Abrán marchó, como le había dicho el Señor, y con él marchó Lot. Abran tenia setenta y cinco años cuando salió de Jarán. Abrán llevó consigo a Saray, su mujer, a Lot, su sobrino, todo lo que había adquirido y todos los esclavos que había ganado en Jarán, y salieron en dirección a Canaán. Cuando llegaron a la tierra de Canaán, Abrán atravesó el país hasta la región de Siquén, hasta la encina de Moré. En aquel tiempo habitaban allí los cananeos.
El Señor se apareció a Abrán y le dijo:
«A tu descendencia le daré esta tierra».
Él construyó allí un altar en honor del Señor, que se le había aparecido. Desde allí continuó hacia las montañas, al este de Betel, y plantó allí su tienda, con Betel a poniente y Ay a levante; construyó allí un altar al Señor e invocó el nombre del Señor. Abran se trasladó por etapas al Negueb.


En aquel tiempo, dijo Jesús a sus discípulos:
«No juzguéis, para que no seáis juzgados. Porque seréis juzgados como juzguéis vosotros, y la medida que uséis, la usarán con vosotros.
¿Por qué te fijas en la mota que tiene tu hermano en el ojo y no reparas en la viga que llevas en el tuyo?
¿Cómo puedes decirle a tu hermano: “Déjame que te saque la mota del ojo”, teniendo una viga en el tuyo? Hipócrita; sácate primero la viga del ojo; entonces verás claro y podrás sacar la mota del ojo de tu hermano».

Palabra del Señor.

Beato Andrés Jacinto Longhin

El beato Andrés Jacinto Longhin, obispo de Treviso, nació en Fiumicello de Campodarego (Padua), hijo de humilde familia de campesinos, el 22 de noviembre de 1863; fue bautizado al día siguiente con los nombres de Jacinto y Buenaventura. Terminados los estudios primarios, a los 16 años decidió hacerse capuchino y hubo de luchar con su padre, que no quería privarse para las faenas del campo del único hijo que tenía.
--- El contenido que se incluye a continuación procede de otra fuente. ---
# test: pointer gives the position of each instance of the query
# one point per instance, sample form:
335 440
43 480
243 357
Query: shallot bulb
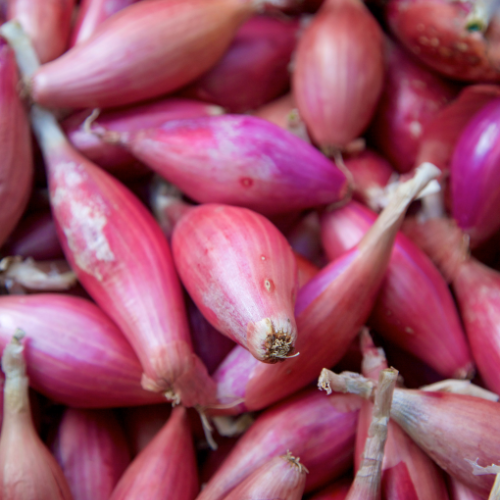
475 175
46 22
242 274
339 72
143 51
28 471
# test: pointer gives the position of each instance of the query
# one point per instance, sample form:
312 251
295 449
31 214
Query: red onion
254 70
238 160
16 168
27 469
167 466
414 309
411 98
370 173
92 452
91 14
75 354
452 38
339 298
241 273
284 113
337 491
46 22
441 134
113 157
282 478
324 443
475 175
36 237
476 287
110 68
453 429
339 72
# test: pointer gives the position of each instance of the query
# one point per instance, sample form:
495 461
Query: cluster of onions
226 202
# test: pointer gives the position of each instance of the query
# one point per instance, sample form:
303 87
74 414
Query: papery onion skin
110 68
239 160
404 314
475 175
411 98
92 451
16 164
325 441
76 355
113 157
241 273
338 73
91 14
47 23
123 261
254 70
167 464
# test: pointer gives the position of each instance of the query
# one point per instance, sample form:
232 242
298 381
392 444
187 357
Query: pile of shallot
249 249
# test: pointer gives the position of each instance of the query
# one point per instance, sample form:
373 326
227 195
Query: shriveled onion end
295 462
271 341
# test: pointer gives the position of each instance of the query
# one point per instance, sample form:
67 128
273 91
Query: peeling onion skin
123 261
92 451
320 431
91 14
436 33
16 164
241 273
109 69
339 72
76 355
46 22
475 175
404 313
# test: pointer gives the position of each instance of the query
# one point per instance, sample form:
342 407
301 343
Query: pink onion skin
27 468
239 160
16 164
123 261
475 175
337 491
411 98
241 273
404 314
451 428
254 70
339 72
209 344
92 451
441 134
113 157
166 467
142 423
110 69
91 14
282 478
371 173
460 492
435 31
36 237
320 431
75 354
47 24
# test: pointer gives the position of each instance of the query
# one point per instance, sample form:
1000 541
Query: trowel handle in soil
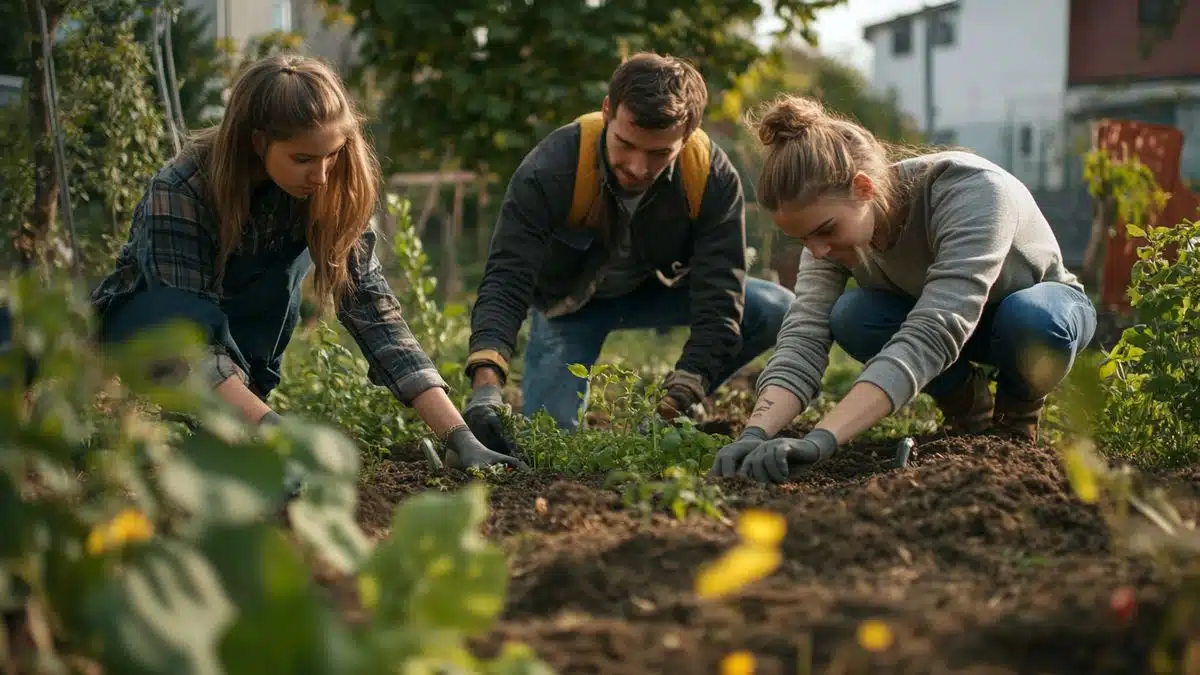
807 454
904 451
Venció Jacinto, vistiendo el hábito capuchino en Bassano del Grappa (Vicenza) el 27 de agosto de 1879, con el nombre de fray Andrés. Cursó los estudios de filosofía en el convento de Padua y allí emitió la profesión solemne el 4 de octubre de 1883; los estudios de teología los realizó en Venecia, donde fue ordenado sacerdote el 19 de junio de 1886.

En 1888 era director espiritual y profesor en el seminario capuchino de Udine, en 1889 director espiritual y profesor en el colegio de filosofía de los capuchinos en Padua, y en 1891 de los teólogos en Venecia. El 18 de abril de 1902 fue elegido ministro provincial de los capuchinos vénetos.

El 16 de abril de 1904 san Pío X lo nombró obispo de su diócesis natal de Treviso, congratulándose por «haber elegido una de las flores más bellas de la Orden capuchina» para su propia diócesis. Así lo calificaba el 12 de agosto de 1907: «Es uno de mis hijos primogénitos, que he regalado a la diócesis predilecta, y exulto cada vez que me cuentan alabanzas de él, que es verdaderamente santo, docto, un obispo de los tiempos antiguos que dejará en la diócesis una impronta indeleble de su celo apostólico». Consagrado obispo en Roma el 17 de abril de 1904, tomó posesión de Treviso el 16 de agosto, decidido a ser el buen pastor, no ahorrando «ni fatigas ni sacrificios, dispuesto a dar» por su iglesia toda su «sangre y la vida entera». Por espacio de 32 años fue «el buen pastor de la Iglesia de Treviso», viviendo la austeridad y pobreza capuchina.

El anuncio de la palabra fue uno de sus ministerios preferidos. Siguiendo el ejemplo de san Pío X, se destacó por el celo apostólico en la enseñanza del catecismo a los niños, en la creación de círculos de asociaciones juveniles y de adultos, certámenes culturales, jornadas de estudio, escuelas de catequesis, dos congresos diocesanos de catequesis, uno en 1922 y otro en 1932. Fue considerado como «el obispo del catecismo». Amaba y acompañaba como padre a sus sacerdotes, con atenciones muy especiales desde el seminario; predicaba retiros mensuales y ejercicios espirituales, siguiéndoles en las 213 parroquias, a las que hizo tres visitas pastorales, iniciadas en 1905, 1912 y 1926; organizó un sínodo diocesano en 1911, que fue alabado como obra maestra de orden y precisión, muy apreciado por san Pío X. Acompañó espiritualmente a santa María Bertila Boscardin, a los siervos de Dios José Toniolo, Guido Negri, madre Oliva Bonaldo. Mantuvo estrecha amistad con el capuchino san Leopoldo Mandic, con san Pío X, documentada ésta por copiosa correspondencia y por la propia manifestación del Papa: «Nos... que fuimos parte tan importante de su dulcísimo corazón».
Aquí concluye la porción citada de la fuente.